Skip to main content

NLP analysis of official discourse in contemporary China

Primary supervisor

Yuan-Fang Li

Co-supervisors

  • Prof. Robert Thomson (Monash)
  • Assoc. Prof. Delia Lin (University of Melbourne)

This multidisciplinary project combines cutting-edge Natural Language Processing (NLP), Chinese Studies and Political Science. The project aims to develop a deeper understanding of how official discourse has developed throughout the history of the People’s Republic of China. The main focus will be on text in the People’s Daily, the largest newspaper in China and the official newspaper of the Chinese Communist Party. The People’s Daily plays a major role in the Chinese government’s communication with the public, and it is therefore a key resource for understanding the process of governance.

The project draws on insights from previous qualitative Social Science research in Chinese Studies and Political Science, by researchers who understand Chinese context. Previous research in Chinese Studies has examined how key concepts with deep cultural resonance form part of the government’s discourse. For instance, the concept of suzhi (素质), which is approximately translated as ‘quality’ citizenship, has been used repeatedly throughout the recent history of Chinese governance in different contexts and policy areas, and with subtly different and changing meanings. Qualitative research has revealed insights into these changing meanings. NLP methods that build on these insights have the potential to reveal even more patterns and trends.

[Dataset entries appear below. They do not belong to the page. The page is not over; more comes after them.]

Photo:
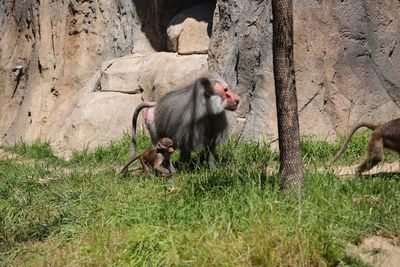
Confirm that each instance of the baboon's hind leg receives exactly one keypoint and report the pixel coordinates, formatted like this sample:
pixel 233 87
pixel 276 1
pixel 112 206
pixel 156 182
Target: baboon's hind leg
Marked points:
pixel 374 155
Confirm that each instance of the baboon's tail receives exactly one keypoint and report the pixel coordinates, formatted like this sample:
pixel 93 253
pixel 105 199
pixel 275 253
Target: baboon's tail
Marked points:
pixel 355 128
pixel 134 122
pixel 132 159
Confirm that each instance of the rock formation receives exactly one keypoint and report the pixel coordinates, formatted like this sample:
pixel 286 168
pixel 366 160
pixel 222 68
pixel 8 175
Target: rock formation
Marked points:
pixel 72 70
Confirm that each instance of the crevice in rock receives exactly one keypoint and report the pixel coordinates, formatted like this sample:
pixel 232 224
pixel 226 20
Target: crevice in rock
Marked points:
pixel 133 92
pixel 391 88
pixel 392 50
pixel 309 101
pixel 21 73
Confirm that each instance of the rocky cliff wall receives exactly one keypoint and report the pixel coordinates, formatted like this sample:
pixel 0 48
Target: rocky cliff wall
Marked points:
pixel 56 65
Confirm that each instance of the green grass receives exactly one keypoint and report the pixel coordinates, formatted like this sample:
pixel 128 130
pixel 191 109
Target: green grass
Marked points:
pixel 234 216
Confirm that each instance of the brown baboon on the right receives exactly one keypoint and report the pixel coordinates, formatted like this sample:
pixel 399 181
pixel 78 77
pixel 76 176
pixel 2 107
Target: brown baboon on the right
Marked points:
pixel 386 135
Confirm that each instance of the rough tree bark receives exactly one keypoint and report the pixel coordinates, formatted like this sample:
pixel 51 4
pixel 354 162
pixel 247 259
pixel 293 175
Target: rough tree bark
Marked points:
pixel 291 165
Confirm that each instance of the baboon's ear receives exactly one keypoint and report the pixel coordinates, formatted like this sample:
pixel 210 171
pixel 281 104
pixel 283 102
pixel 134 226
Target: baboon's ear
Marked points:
pixel 206 84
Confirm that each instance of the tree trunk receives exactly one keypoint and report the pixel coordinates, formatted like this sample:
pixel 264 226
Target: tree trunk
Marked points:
pixel 291 165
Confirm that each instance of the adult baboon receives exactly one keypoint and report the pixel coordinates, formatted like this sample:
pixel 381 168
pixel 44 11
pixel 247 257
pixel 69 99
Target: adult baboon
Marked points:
pixel 157 157
pixel 193 117
pixel 386 136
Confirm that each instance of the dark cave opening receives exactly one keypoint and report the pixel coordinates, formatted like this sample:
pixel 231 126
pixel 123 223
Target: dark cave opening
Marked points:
pixel 156 15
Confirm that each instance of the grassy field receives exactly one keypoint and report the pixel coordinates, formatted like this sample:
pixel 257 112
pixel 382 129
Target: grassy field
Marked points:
pixel 81 212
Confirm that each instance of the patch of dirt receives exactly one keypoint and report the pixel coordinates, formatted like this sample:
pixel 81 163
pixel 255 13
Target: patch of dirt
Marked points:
pixel 377 251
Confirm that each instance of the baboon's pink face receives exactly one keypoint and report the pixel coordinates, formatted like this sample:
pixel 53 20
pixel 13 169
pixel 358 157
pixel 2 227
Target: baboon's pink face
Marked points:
pixel 227 96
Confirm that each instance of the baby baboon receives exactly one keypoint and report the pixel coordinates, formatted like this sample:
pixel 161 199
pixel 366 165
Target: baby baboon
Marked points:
pixel 158 158
pixel 386 136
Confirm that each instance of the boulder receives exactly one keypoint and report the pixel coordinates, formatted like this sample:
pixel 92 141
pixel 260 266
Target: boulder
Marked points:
pixel 98 119
pixel 154 74
pixel 189 31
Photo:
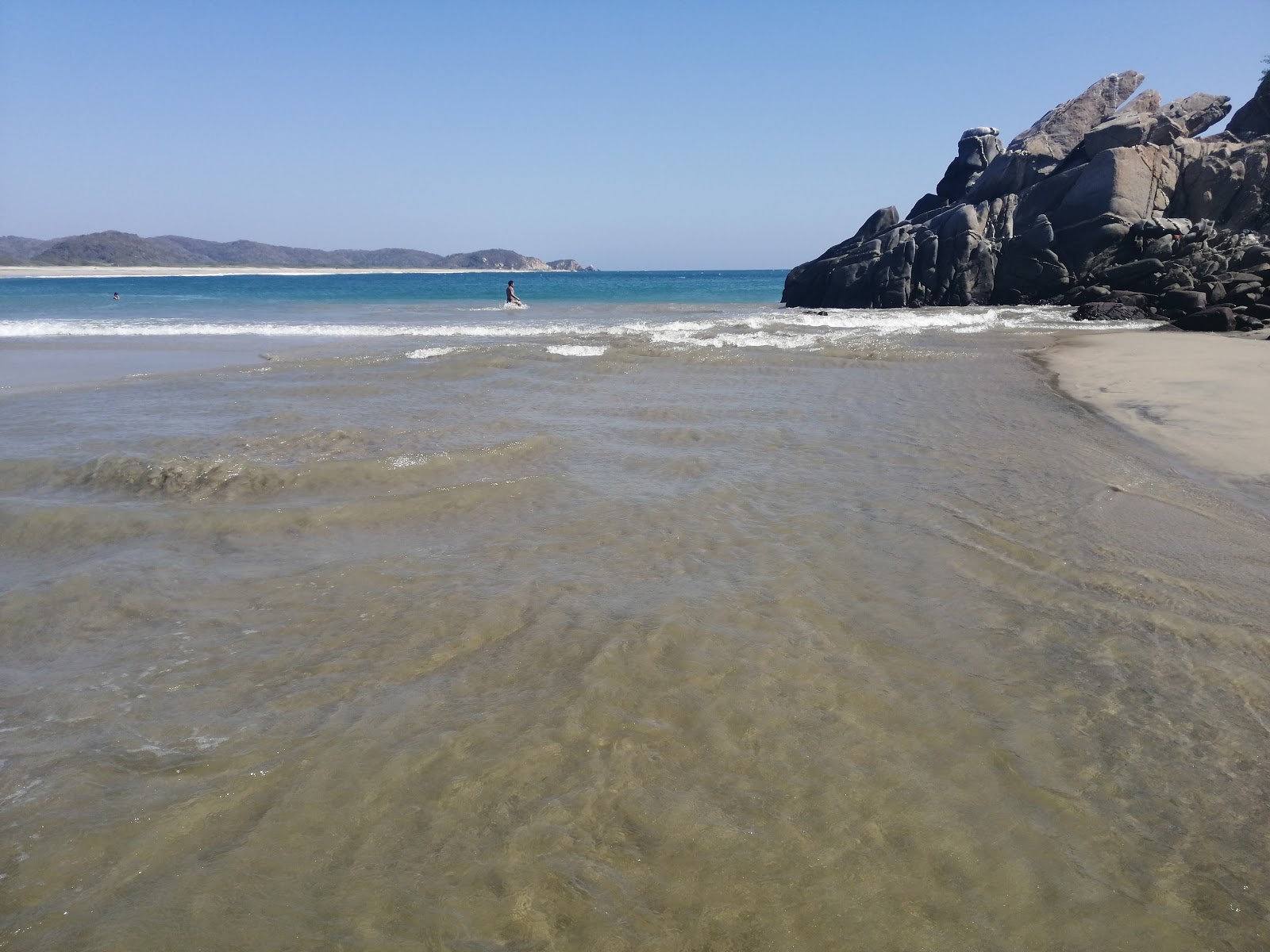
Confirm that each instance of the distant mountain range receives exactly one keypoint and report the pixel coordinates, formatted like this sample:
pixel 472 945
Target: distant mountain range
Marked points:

    The student will be part of a supportive multidisciplinary team that includes established and emerging researchers in the fields of NLP, Chinese Studies and Political Science. The main supervisors will be Dr. Yuan-Fang Li (Data Science, Monash) and Professor Robert Thomson (Political Science, Monash). Other members of the team will be Associate Professor Delia Lin (Chinese Studies, University of Melbourne), Ms. Yang Wang (Chinese Studies, University of Melbourne), and Mr. Xinwei Chen (Political Science, Monash).

    The student’s project will support the work of this multidisciplinary research team, by contributing to their ongoing work that addresses key research questions on official discourse on China.

      Student cohort

      Double Semester

      Aim/outline

      Developing and implementing this project involves a series of well-defined but challenging tasks, including:

      • Build a comprehensive corpus of the original Chinese-language text of the People’s Daily from 1947 to present.
      • Train a model to classify articles (and possibly sentences within articles) into broad policy issues (Macroeconomics, Domestic Commerce, Environment, Social Welfare, etc.). A framework for classifying broad policy issues has already been developed.
      • Extract articles and sentences that mention key concepts to be specified during the course of the project.

      Required knowledge

      The student will need to have experiences with and knowledge on the following areas:

      • Data science, natural language processing, deep learning
      • Python programming, especially familiarity with data science & data processing (e.g. PyTorch, TensorFlow, spaCy)
      • Knowledge of China, fluency in Mandarin, and an interest in Chinese governance and society.